Ager's next opera "Führerbunker" had its premier in 2015 in Kitchener, as a co-production with the Waterloo Centre for German Studies. The work then received several productions by COSI in Toronto. This work, regarded as controversial in terms of its subject matter, is a depiction of the fall of Berlin in 1945. Described as a "morbid historical drama", the opera shows the decline and suicide of Adolf Hitler amidst the crumbling surroundings of his underground bunker, in the company of Eva Braun and the remaining staff as Berlin fell to the Soviet armed forces. Ager was advised against writing it - but he has succeeded in creating a stage work that unsympathetically shows the human end of an evil historical figure. "Führerbunker" was produced again in Ottawa in 2016 at the Mayfair Theatre, to much acclaim and discussion.
===The Unknown Soldier===
In April 2017, Ager conducted a multi-media performance of his work "The Unknown Soldier" at the Canadian War Museum. The work was adapted and re-orchestrated for the event, which was a commemoration of the 100th Anniversary of the Battle of Vimy Ridge. It includes texts by Canadian, French, British, and German soldiers.

=== The Eleventh Hour ===
In November 2018, Ager conducted the Cantata Signers of Ottawa and Orchestra for the premiere of his work "The Eleventh Hour" at a gala concert commemorating the 100th Anniversary of the end of WWI at the Canadian War Museum.

=== A Christmas Carol ===
Commissioned by Philip and Eleanor Rogers, "A Christmas Carol" (2019) is Ager's take on the well-known Dickens tale.  With a performance time of 40 minutes, for chamber ensemble (various versions available or piano only), baritone solo, mixed choir (children's choir optional for trebles) and several easy solos, it was particularly well-received.

==Upcoming Work (2020-22)==
"Dracula", the second of Ager's "The Gothic Trilogy", is slated for world premiere in November 2021 in Ottawa.

Ager is writing "Angel", a chamber opera set in the Underworld of 1970's New York City.  It is a story of deception and survival in a perilous world.  "Angel", a young dancer, is in a dangerous situation and finds unknown strengths in herself to survive against all odds. Benjamin Spierman, General Director of the Bronx Opera, will be welcomed as artistic director for the premiere production.
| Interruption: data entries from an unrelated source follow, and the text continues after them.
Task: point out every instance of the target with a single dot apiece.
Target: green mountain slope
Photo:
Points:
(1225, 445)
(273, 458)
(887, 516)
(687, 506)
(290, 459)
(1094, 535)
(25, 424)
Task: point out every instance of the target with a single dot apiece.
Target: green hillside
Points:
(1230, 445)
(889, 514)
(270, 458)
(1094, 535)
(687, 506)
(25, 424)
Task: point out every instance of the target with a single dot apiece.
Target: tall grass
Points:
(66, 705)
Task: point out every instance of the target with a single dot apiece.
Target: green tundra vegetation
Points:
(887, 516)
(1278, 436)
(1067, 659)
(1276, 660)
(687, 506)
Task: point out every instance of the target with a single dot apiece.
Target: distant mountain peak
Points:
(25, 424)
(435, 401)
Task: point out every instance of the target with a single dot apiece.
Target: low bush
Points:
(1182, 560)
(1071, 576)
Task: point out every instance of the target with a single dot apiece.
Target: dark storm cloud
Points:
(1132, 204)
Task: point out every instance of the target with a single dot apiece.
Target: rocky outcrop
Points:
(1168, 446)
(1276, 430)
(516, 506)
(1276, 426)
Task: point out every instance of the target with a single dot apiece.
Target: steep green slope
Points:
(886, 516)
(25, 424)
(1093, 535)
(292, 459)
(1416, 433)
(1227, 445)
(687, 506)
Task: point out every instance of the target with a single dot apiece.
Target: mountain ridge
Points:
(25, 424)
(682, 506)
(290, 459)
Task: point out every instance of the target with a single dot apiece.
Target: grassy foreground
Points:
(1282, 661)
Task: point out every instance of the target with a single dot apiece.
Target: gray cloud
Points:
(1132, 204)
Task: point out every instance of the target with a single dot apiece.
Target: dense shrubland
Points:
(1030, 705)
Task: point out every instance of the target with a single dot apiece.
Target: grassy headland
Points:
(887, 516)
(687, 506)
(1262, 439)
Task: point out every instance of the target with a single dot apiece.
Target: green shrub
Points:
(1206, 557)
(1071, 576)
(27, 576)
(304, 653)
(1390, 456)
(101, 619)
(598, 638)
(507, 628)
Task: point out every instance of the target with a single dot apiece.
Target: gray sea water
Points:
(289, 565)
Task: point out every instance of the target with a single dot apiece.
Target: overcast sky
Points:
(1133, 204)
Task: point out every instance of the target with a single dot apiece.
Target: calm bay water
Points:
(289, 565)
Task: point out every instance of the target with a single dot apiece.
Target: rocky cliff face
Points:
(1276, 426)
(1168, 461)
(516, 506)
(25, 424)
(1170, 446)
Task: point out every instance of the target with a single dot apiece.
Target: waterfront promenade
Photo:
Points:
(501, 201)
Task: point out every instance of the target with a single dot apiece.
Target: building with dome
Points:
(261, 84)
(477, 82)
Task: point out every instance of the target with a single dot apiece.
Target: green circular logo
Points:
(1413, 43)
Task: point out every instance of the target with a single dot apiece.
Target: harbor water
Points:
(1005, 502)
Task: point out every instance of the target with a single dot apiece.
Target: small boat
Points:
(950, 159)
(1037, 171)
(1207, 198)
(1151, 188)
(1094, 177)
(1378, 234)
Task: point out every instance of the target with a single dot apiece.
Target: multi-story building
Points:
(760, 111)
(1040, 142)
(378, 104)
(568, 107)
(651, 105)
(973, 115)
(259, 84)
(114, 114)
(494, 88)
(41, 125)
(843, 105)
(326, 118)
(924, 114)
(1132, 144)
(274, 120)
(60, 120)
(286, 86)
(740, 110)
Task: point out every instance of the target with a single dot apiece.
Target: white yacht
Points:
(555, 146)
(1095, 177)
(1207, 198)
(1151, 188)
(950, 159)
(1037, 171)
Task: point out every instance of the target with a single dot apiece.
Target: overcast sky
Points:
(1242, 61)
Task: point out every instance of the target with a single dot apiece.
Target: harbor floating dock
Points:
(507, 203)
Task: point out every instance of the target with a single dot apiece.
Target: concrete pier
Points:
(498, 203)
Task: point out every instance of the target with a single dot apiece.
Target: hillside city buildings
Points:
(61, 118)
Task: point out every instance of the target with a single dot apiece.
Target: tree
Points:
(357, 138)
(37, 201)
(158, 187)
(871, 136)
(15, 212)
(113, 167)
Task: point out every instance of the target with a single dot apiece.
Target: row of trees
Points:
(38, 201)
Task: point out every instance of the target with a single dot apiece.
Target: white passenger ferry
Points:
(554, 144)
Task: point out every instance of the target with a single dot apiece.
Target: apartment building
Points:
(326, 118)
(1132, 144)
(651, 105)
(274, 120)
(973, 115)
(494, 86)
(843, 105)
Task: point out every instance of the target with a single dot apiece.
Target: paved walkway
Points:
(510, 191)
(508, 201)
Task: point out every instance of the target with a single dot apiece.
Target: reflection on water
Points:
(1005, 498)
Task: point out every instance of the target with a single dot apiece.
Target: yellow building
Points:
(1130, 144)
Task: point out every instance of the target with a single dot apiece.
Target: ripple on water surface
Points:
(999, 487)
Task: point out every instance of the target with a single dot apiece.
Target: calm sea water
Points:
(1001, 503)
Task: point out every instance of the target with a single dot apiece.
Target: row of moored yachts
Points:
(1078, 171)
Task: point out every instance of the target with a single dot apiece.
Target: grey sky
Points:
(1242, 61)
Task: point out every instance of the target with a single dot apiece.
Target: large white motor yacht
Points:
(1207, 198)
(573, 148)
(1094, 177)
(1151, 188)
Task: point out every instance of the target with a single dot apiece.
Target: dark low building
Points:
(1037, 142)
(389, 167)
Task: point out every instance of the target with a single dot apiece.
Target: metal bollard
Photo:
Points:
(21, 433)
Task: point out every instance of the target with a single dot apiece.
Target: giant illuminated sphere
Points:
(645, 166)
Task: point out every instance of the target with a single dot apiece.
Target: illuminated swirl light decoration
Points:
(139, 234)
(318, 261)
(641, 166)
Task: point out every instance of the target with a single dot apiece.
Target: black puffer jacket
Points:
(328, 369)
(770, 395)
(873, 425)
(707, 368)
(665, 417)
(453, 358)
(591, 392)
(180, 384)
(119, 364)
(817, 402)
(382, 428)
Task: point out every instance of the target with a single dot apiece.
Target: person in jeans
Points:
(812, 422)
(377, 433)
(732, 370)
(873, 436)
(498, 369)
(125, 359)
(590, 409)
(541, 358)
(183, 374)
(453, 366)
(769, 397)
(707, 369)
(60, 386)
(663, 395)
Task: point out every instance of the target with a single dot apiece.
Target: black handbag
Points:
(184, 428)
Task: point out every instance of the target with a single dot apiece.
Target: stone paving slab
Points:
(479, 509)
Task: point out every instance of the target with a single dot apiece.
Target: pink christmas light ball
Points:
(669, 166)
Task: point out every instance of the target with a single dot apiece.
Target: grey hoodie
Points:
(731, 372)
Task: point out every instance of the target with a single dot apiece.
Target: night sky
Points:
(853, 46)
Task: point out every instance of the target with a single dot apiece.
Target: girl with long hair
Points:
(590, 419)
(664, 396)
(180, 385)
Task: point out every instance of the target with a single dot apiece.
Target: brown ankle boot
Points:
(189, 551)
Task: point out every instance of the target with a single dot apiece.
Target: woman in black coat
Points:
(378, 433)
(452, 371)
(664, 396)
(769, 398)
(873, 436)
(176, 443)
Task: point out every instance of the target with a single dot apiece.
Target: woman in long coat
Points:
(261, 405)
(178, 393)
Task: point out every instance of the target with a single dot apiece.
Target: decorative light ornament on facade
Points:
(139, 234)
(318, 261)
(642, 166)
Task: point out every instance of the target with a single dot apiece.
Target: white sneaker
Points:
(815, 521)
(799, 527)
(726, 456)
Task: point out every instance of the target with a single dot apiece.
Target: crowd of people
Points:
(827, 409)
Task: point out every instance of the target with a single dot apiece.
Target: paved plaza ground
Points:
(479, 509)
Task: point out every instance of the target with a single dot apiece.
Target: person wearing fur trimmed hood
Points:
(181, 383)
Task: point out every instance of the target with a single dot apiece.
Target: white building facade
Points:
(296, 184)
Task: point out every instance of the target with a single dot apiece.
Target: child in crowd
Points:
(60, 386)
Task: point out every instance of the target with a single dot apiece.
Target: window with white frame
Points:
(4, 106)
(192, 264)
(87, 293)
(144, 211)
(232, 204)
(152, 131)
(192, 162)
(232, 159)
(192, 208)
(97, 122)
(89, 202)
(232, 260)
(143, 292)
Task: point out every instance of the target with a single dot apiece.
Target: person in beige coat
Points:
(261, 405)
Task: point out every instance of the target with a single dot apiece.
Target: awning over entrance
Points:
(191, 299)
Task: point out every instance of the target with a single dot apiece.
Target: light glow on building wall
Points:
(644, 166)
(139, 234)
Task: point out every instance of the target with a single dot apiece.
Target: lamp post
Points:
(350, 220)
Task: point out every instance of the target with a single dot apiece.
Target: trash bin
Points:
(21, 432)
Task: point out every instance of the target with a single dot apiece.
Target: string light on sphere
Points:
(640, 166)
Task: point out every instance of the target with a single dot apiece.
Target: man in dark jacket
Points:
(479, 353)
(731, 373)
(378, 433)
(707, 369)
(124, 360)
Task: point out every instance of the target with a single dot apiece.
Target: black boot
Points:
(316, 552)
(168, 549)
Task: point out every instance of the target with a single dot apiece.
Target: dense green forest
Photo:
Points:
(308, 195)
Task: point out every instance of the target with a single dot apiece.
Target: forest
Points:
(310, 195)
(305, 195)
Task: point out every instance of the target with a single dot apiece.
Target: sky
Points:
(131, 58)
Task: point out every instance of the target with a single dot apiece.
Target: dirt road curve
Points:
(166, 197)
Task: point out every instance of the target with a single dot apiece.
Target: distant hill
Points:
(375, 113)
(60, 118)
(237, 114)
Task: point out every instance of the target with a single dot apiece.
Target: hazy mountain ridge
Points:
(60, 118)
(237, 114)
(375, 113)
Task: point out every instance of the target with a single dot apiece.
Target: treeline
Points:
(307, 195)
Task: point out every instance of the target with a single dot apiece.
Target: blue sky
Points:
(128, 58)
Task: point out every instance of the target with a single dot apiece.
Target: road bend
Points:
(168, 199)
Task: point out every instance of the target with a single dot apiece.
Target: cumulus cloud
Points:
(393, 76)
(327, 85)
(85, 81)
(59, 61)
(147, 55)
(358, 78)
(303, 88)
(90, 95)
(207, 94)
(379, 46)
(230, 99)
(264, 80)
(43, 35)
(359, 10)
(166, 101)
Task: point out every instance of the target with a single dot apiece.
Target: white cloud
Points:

The Centre for Opera Studies and Appreciation, based in Toronto, Darryl Edwards, Artistic Director, is commissioning Ager to write "The Waves", a ghost story using original music and referencing Maritime Folksong.

==Discography==
Recent premieres (2010-2018) include
- The Talk of the Town, Toronto Symphony Commission, Toronto, Ontario, Canada
- Frankenstein, Op.40 (full opera) Toronto, Ontario, Canada
- Concerto for Organ and Orchestra, Op. 41 Albuquerque, USA
- Symphony no.1, Op.44 Ottawa, Ontario, Canada
- Ovid Songs (tenor and piano), Op. 43 Sulmona, Italy
- Un Amore Doloroso (soprano and piano), Op.42 Venice, Italy
- "Suite from The Wings of the Dove, Op.47 Ottawa, Ontario, Canada
- The Wings of the Dove (chamber opera), Op. 45 Toronto, Ontario, Canada
- Casanova (chamber opera), Op.49 Ottawa, Ontario, Canada
- Divertimento for Horn and Orchestra, Op. 51 (version for horn and organ) Goerlitz, Germany
- Führerbunker (chamber opera), Op. 52 Toronto, Ontario, Canada
- Divertimento for Piano Quartet, Op. 53 Barrie, Canada.
- Concerto for Piano and Orchestra, New York, 2014, composer as soloist, Justin Bischof, conductor.
- The Unknown Soldier, Ottawa, Canadian War Museum, for the 100th anniversary of the Battle of Vimy Ridge, conducted by the composer.